Montalbano went up to the Jaguar, grabbed the cell phone, and put it in his pocket. Marzilla didn’t breathe.

“Now get back in the car and go home.”

Marzilla tried to stand up, but couldn’t.

“Let me give you a hand,” said the inspector.

He grabbed him by the hair and jerked him to his feet as the man cried out in pain. Then with a violent kick in the back he sent him reeling into the front seat of the Jaguar. Marzilla took a good five minutes to leave, so badly were his hands shaking. Montalbano waited until the red taillights disappeared before going back to Ingrid’s car and sitting beside her.

“I didn’t know you were . . . capable of . . . ,” Ingrid muttered.

“Of what?”

“I don’t know how to put it. Of . . . being so nasty.”

“Me neither,” said Montalbano.

“What did the guy do?”

“He did . . . he gave a shot to a little boy who didn’t want one,” was the best he could come up with.

Ingrid looked completely perplexed.

“So you take revenge on him because you were afraid of getting shots when you were a child?”

Psychoanalyze though she might, Ingrid couldn’t know that in manhandling Marzilla, he had really wanted to manhandle himself.

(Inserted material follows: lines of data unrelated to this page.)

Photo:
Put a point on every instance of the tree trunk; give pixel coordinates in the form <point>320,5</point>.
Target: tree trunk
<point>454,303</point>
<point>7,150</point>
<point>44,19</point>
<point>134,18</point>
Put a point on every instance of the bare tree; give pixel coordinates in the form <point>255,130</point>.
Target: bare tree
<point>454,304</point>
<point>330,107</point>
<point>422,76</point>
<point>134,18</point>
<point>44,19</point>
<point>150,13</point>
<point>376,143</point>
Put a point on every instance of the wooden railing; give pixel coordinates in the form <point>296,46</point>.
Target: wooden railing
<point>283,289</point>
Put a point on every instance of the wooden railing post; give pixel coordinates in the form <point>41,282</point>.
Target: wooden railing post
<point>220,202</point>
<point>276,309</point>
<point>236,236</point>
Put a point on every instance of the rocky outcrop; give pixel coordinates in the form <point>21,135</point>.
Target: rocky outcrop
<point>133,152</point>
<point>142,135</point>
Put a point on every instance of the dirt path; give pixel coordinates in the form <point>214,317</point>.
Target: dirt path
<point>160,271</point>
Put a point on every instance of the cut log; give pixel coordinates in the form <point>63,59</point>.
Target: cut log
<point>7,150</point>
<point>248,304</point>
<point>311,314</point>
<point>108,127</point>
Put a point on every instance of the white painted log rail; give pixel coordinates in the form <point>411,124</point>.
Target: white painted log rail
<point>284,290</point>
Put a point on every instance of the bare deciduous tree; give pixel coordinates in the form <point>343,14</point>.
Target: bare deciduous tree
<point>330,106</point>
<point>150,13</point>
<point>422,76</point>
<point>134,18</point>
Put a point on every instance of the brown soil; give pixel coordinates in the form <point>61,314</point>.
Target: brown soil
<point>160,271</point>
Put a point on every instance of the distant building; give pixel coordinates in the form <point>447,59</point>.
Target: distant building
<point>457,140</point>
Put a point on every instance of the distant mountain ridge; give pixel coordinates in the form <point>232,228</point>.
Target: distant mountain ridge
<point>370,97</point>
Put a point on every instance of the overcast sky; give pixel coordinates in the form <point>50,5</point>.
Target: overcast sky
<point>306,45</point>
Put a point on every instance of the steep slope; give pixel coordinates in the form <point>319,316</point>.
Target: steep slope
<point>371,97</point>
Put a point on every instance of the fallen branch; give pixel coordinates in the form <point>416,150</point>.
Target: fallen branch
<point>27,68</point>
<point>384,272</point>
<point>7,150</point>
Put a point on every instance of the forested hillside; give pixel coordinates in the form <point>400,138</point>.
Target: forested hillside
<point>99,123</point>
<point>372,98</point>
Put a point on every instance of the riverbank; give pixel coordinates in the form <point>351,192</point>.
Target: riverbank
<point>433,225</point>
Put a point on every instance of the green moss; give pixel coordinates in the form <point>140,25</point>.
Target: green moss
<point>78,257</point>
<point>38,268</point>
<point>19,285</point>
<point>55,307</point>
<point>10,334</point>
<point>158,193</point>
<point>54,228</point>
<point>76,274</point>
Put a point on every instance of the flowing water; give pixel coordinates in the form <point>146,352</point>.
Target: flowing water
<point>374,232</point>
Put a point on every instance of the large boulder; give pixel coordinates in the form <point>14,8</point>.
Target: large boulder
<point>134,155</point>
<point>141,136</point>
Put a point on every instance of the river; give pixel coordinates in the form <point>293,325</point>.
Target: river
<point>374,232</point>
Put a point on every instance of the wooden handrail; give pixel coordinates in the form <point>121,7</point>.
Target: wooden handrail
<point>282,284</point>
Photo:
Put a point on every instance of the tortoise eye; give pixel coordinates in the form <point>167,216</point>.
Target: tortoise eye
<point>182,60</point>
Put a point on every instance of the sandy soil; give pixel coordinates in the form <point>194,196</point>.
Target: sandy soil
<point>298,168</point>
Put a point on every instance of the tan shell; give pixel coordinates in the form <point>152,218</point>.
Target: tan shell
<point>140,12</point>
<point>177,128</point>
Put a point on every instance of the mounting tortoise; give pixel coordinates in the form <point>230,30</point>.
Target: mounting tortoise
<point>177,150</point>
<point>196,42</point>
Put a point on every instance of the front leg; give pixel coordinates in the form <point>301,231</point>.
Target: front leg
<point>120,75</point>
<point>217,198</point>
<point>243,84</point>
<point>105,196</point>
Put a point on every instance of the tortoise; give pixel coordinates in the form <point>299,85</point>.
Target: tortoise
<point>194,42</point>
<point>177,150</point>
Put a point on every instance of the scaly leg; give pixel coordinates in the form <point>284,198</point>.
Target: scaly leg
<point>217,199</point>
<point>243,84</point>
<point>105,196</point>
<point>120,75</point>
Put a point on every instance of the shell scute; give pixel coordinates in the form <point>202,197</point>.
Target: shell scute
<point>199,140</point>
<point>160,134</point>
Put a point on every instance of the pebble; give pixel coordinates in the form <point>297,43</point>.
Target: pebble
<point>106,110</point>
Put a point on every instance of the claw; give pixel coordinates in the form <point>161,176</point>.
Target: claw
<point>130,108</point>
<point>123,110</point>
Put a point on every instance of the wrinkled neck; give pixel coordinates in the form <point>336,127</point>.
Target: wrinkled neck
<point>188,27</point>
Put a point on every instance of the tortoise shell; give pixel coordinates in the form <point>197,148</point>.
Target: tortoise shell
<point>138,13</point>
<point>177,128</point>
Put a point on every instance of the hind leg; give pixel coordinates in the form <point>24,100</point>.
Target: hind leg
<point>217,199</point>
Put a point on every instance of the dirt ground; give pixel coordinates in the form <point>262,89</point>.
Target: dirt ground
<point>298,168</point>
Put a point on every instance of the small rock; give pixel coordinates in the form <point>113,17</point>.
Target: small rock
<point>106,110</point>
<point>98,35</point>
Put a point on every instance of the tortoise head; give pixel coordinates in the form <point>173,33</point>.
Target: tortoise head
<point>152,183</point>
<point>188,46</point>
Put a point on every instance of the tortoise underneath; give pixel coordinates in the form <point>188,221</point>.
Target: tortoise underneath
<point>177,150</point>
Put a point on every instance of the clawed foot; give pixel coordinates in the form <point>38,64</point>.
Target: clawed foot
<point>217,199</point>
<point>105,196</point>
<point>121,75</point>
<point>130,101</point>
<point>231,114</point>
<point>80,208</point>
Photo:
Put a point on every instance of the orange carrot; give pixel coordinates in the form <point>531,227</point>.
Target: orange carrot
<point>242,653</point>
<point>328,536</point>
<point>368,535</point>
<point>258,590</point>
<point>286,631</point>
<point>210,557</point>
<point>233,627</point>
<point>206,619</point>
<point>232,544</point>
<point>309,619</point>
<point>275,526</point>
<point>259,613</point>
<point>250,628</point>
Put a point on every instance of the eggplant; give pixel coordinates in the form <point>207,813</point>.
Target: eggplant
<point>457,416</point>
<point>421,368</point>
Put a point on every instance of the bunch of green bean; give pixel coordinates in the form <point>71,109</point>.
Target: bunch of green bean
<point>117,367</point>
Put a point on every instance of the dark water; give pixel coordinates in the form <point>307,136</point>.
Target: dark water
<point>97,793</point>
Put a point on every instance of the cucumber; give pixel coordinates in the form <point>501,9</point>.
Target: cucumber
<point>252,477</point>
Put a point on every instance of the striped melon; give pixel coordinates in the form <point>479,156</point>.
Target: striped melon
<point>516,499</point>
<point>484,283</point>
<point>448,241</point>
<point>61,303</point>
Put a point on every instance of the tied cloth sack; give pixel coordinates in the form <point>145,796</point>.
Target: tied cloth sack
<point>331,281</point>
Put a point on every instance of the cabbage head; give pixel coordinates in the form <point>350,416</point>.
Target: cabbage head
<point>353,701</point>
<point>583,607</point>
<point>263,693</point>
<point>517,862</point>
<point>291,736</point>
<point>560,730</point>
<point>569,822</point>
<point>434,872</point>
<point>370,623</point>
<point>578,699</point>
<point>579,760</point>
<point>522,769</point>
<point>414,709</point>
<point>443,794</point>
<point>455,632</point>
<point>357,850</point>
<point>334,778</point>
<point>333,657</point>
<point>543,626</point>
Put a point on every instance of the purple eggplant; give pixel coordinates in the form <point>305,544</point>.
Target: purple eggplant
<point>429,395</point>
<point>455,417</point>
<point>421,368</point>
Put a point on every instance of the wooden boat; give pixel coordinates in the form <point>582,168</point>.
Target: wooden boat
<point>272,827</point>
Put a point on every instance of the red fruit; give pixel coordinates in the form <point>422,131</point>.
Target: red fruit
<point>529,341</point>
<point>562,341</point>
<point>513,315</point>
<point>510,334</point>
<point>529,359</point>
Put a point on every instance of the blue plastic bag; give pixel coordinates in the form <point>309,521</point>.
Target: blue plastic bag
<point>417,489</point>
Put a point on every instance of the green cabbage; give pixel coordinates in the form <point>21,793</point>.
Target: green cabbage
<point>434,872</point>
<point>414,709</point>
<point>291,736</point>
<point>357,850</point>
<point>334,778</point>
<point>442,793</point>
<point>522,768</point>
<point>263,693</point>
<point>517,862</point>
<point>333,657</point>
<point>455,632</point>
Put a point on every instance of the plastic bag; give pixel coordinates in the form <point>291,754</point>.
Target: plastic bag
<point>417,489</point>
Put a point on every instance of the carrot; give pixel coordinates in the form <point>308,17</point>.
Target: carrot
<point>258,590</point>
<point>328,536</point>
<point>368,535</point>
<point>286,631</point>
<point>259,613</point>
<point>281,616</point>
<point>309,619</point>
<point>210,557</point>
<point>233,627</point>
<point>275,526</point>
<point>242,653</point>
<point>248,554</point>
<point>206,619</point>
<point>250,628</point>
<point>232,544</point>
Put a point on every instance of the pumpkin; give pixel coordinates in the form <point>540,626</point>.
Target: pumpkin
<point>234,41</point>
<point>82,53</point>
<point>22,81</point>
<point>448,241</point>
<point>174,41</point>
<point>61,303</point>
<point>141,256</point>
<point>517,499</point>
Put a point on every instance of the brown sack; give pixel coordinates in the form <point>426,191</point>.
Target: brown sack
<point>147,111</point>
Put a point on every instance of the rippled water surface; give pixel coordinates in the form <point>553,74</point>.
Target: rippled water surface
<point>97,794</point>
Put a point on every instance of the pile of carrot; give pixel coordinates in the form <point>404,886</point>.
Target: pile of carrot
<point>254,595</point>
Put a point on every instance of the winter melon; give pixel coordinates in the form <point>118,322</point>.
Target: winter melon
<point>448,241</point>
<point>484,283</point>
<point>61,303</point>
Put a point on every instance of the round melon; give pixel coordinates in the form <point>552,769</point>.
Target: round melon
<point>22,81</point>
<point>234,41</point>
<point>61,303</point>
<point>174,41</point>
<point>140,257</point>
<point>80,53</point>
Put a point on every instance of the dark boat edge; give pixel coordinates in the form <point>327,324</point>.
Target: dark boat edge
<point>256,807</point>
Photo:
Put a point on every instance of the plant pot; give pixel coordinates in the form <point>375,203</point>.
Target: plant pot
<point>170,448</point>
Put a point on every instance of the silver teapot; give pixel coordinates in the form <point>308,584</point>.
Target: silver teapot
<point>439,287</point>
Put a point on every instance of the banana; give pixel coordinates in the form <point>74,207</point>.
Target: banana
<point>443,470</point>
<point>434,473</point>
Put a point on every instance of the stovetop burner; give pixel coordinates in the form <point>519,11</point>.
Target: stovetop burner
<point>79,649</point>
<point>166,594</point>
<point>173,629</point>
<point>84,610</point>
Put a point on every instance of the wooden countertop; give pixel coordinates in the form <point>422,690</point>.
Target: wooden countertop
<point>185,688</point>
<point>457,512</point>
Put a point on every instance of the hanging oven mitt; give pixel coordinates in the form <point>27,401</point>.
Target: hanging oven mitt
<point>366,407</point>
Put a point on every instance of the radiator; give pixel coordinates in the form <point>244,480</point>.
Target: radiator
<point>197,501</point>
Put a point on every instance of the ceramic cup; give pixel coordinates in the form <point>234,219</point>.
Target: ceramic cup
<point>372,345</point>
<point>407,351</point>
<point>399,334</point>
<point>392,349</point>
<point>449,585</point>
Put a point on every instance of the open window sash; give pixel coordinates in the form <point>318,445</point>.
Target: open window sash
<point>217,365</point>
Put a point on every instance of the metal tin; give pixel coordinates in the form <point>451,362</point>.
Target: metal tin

“Come on, let’s go,” said the inspector. “Take me home. I’m tired.”

16

It was a lie. He did not feel tired. In fact he felt eager to get down to work. But he had to get rid of Ingrid as soon as possible. He didn’t have a minute to lose. He managed to dispatch her without betraying his haste, thanking her and kissing her and promising they’d meet again the following Saturday. Once he was alone at home in Marinella, the inspector turned into one of those high-speed heroes in old slapstick movies, shooting like a rocket from room to room in a desperate search. Where the hell had he put that wet suit after he’d last used it to look for the ragioniere Gargano’s car at the bottom of the sea a good two years back? He turned the house upside down and finally found it in an inner drawer of the armoire, properly wrapped in plastic. But what really drove him crazy was that he couldn’t find a pistol holster that he practically never used but which nevertheless had to be somewhere. In fact, it turned out to be in the bathroom, inside the shoe rack, under a pair of slippers he had never dreamed of wearing. Hiding it there must have been a brilliant idea of Adelina’s. The house now looked like it had been ransacked by a bunch of wine-plastered lansquenets. He had probably best not cross paths in the morning with his housekeeper, who would be in a bad mood when she saw how much work he had made for her.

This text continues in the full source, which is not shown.